Einfachheit hat Stil

Die Esten, die etwas englisch sprechen sind recht aufgeschlossen. Die anderen wirken sehr verschlossen. Selbst ein freundliches Lächeln ist schwer zu bekommen. Der Pfarrer sprach sehr schlecht Englisch. Das kurze Gespräch das er freundlich versuchte mit uns zu führen, endete dann in Estnisch, weil er einfach nicht weiter wusste. Wenn bloß die Sprachbarriere nicht wäre. Es gäbe soviel, was ich gerne fragen würde.
Die nette Wirtin, wo wir am Abend dann am Hafen essen gehen, dagegen spricht recht gut englisch. Es schmeckt vorzüglich. Super Preis und sehr nette Atmosphäre. Sie macht aber nur auf, wenn man am Mittag sich für den Abend auch anmeldet und genug Leute kommen.
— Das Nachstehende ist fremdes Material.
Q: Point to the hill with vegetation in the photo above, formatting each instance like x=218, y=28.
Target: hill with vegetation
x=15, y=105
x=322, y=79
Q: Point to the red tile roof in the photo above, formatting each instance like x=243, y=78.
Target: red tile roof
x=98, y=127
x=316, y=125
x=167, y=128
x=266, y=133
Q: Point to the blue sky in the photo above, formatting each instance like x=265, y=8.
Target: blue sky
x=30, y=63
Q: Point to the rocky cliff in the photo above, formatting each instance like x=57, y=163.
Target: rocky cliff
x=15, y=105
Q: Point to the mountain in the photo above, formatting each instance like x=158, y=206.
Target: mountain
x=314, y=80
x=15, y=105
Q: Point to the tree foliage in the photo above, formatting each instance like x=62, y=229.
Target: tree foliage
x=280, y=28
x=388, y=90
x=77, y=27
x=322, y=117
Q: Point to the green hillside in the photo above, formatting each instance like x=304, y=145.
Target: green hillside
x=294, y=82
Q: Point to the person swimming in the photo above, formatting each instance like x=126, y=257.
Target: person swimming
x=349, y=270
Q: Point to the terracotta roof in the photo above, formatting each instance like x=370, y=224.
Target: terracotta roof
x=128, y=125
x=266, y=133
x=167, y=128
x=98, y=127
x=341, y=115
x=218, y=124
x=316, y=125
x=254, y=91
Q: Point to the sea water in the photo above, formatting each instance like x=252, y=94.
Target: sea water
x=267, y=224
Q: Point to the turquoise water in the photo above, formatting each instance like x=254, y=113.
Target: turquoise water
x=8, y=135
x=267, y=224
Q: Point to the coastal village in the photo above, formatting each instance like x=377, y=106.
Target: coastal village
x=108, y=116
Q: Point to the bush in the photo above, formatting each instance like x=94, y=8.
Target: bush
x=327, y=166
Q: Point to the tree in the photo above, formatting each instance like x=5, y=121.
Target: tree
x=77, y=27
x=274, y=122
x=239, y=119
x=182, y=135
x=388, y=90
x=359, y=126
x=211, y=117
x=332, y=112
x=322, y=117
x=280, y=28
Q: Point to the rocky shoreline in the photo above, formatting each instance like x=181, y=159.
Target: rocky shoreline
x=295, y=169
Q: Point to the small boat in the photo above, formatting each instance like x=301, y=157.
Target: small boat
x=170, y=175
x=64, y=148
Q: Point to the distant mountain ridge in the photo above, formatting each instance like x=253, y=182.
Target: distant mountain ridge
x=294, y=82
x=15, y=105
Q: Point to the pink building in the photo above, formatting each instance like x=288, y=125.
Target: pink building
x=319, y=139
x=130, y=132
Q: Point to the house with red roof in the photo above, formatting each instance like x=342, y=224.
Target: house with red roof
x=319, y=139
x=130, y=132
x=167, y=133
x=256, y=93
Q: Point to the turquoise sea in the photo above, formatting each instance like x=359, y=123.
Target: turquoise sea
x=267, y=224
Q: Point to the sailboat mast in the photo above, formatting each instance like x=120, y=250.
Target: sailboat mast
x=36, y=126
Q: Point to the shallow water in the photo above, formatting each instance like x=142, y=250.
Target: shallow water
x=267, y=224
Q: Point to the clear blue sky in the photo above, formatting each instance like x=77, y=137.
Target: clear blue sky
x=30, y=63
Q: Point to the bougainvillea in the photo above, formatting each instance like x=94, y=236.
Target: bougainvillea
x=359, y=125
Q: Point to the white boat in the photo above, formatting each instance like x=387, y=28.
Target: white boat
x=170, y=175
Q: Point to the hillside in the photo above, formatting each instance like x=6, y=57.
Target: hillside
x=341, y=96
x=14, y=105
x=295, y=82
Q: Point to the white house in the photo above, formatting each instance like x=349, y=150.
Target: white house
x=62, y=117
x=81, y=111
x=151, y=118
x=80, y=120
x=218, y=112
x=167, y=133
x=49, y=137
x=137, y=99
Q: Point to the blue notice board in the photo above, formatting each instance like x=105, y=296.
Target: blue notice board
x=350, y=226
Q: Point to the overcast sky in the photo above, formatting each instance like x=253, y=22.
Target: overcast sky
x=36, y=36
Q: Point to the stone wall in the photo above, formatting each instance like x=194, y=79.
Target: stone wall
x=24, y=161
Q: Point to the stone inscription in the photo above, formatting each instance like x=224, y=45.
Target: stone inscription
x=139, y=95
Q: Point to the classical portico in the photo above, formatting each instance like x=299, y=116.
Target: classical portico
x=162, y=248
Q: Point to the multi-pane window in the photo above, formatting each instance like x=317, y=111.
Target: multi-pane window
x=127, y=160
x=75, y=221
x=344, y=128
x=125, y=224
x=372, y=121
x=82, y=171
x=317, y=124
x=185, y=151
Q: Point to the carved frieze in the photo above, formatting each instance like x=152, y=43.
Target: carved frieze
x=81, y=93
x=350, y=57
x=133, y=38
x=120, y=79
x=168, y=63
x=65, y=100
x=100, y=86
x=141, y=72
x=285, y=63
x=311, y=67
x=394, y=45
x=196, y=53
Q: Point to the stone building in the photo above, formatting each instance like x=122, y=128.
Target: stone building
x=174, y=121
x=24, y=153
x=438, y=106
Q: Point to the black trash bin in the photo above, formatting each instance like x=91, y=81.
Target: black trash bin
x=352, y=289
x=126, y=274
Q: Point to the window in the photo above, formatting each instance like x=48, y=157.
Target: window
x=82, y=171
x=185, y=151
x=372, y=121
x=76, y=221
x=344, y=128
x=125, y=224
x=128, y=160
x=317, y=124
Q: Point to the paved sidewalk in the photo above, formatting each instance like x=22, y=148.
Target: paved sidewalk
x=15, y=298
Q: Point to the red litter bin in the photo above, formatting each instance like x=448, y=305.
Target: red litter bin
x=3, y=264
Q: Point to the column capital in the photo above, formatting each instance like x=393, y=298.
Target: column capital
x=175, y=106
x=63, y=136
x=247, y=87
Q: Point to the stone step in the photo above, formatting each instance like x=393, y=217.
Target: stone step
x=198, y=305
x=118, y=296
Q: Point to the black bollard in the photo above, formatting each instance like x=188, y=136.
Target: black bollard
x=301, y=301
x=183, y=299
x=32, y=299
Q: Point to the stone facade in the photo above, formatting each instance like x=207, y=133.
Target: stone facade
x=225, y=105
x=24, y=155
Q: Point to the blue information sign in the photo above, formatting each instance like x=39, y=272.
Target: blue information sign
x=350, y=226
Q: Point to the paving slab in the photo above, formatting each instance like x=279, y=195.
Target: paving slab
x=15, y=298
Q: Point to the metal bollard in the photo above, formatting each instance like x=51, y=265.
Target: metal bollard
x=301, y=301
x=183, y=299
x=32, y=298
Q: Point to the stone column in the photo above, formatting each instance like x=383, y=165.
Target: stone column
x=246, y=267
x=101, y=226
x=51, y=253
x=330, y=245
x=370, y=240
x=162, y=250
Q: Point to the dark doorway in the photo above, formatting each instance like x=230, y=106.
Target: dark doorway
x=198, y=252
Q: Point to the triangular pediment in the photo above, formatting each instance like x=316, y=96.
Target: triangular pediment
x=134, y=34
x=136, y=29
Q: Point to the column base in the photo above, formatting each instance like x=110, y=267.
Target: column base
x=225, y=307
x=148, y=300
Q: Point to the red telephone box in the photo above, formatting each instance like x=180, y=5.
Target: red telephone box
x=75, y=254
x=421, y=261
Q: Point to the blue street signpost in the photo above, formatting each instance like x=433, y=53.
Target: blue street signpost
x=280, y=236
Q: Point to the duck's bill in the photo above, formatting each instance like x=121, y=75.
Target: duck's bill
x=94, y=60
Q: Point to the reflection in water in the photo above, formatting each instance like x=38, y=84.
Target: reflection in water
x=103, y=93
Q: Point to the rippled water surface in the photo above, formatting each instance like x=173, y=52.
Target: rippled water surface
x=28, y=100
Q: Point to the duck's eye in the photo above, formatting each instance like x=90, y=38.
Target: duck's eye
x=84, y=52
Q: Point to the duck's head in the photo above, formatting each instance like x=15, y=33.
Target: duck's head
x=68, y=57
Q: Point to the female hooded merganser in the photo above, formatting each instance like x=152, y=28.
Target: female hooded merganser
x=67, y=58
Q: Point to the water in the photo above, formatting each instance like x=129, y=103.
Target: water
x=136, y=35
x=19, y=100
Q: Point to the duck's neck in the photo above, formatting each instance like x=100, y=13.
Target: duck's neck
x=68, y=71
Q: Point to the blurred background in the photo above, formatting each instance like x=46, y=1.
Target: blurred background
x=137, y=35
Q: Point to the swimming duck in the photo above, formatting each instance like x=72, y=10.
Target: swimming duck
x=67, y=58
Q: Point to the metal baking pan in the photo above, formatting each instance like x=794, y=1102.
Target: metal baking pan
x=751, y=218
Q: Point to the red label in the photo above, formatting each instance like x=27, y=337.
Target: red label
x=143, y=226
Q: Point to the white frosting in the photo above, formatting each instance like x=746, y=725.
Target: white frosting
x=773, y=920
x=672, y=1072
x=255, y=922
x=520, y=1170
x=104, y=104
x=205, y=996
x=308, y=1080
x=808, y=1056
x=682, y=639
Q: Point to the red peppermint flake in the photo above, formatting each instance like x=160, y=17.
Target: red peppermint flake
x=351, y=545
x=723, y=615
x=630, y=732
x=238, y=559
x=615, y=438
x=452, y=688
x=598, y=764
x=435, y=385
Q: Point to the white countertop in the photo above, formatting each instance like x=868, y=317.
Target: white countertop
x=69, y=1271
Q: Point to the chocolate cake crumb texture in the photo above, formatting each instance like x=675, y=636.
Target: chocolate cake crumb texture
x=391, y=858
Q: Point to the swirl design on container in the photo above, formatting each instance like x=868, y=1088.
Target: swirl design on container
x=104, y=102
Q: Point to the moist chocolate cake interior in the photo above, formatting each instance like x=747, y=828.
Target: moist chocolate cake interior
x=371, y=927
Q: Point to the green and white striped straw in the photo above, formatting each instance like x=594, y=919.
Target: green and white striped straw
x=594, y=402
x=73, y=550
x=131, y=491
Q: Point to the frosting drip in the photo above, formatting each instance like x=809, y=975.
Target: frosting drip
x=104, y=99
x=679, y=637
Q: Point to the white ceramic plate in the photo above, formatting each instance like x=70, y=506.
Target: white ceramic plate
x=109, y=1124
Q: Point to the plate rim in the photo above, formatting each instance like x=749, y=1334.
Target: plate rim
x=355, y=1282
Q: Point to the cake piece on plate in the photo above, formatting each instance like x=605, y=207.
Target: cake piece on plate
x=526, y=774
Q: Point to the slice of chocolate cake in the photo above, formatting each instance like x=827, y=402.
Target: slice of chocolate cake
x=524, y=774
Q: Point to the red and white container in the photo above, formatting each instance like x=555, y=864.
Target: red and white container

Am nächsten Tag trennen sich unsere Wege. Die Happy Our und die Sunshine segeln nach Riga und wir nach Kihnu. Wir sparen uns die langen 2x60sm nach Riga und wieder zurück. Wir haben schon soviele lange Schläge dieses Jahr gemacht. Man wird faul. Wir segeln die 30sm nach Kihnu mit kräftigem raumen Wind und entsprechender Welle. Es ist recht kühl, denn der Wind ist kalt. Doch kaum im Windschatten der Insel wird es warm. Sehr warm.

Kihnu enttäuscht. Wir waren von einem Freund vorgewarnt. Kihnu, eine Insel, die es schafft mit ihrer Geschichte und vielen schönen Bildern in allen Medien präsent zu sein. So ist Kihnu aber wohl nur, wenn das Tourismusbüro ein Fernsehteam über die Insel begleitet.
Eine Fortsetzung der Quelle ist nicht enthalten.